State says Graham Dwyer’s case is ‘misconceived’

Lawyers claim convicted murderer’s High Court challenge is a ‘re-run’ of earlier application

Convicted murderer Graham Dwyer is challenging Ireland’s data retention laws. Photograph: Cyril Byrne/THE IRISH TIMES

Convicted murderer Graham Dwyer is challenging Ireland’s data retention laws. Photograph: Cyril Byrne/THE IRISH TIMES

 

A challenge by convicted murderer Graham Dwyer to Ireland’s data retention law is “misconceived” and is “a re-run” of an application dismissed by the judge who presided at his criminal trial, the High Court has heard.

Brian Murray SC, for the State and the Garda Commissioner, argued Dwyer is not entitled to declarations that the 2011 Communications (Data Retention) Act violated his right to privacy.

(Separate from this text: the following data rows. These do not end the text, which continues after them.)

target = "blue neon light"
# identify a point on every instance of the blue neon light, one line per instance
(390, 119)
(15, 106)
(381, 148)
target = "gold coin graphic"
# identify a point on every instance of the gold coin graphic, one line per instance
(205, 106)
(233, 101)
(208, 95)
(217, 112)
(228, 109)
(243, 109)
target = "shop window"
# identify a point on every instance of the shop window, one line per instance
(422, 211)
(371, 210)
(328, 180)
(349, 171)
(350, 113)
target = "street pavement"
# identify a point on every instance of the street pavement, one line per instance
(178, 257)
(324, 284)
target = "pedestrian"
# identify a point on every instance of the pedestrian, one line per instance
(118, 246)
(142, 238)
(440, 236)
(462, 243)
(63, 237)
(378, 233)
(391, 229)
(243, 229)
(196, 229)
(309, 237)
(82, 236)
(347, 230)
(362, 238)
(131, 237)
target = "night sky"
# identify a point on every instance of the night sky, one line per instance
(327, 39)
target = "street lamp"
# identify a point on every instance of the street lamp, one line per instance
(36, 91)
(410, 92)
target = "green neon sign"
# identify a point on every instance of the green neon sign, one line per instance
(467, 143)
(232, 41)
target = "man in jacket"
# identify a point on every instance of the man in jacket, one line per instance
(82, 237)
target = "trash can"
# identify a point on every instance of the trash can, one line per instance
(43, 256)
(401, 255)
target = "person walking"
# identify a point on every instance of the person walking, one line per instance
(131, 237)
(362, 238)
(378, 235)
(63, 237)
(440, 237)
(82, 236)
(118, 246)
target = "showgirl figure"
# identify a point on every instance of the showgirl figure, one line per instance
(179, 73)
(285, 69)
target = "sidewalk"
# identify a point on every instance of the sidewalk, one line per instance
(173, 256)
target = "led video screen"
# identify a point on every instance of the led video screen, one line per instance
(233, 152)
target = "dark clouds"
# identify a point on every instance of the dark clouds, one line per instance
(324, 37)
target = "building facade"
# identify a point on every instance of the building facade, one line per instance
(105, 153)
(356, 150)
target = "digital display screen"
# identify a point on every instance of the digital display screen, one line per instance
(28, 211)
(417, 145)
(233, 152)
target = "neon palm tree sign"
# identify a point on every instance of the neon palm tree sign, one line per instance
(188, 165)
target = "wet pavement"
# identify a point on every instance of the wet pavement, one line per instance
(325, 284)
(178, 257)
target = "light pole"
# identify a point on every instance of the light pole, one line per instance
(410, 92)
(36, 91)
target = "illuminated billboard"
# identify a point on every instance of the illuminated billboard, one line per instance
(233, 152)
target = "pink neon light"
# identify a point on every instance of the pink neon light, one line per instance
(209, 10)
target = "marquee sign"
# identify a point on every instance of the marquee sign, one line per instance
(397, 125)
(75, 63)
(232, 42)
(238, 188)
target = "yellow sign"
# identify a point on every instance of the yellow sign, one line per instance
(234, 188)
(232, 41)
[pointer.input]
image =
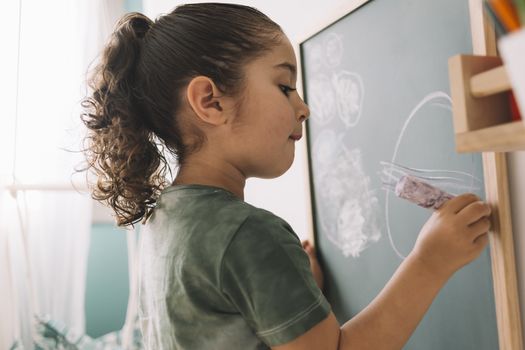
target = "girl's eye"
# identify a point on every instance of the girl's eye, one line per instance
(286, 89)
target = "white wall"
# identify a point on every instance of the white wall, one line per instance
(288, 195)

Under the Act, data from Dwyer’s personal mobile phone was retained and accessed by gardai investigating the death of Elaine O’Hara and was put before the jury by the prosecution at his trial for Ms O’Hara’s murder.

Mr Murray said his side are “defending every aspect” of Dwyer’s High Court judicial review and maintain the declarations being sought by him are “inappropriate.”

Dwyer had already sought to have the evidence gathered under the 2011 Act deemed inadmissible at his trial in 2015 but the trial judge, Mr Justice Anthony Hunt, refused that application, he said.

The State also considered there was no need to refer issues for determination by the European Court of Justice and the issues raised should be decided by the High Court.

Counsel was continuing his submissions before Mr Justice Tony O’Connor on the eleventh day of Dwyer’s action aimed at having provisions of the 2011 law struck down.

Dwyer, who denies killing Ms O’Hara, claims the provisions breached his privacy rights and data obtained under the Act should not have been used at his trial.

The court has heard the 2011 Act was introduced to give effect to a 2006 EU directive concerning the retention and use of data. The European Court of Justice (ECJ) found in 2014 the directive was invalid and that position was further strengthened by subsequent rulings of that court in 2016.

Dwyer claims the 2011 Act suffers from the same flaws identified by the ECJ.

The action is expected to conclude later this week.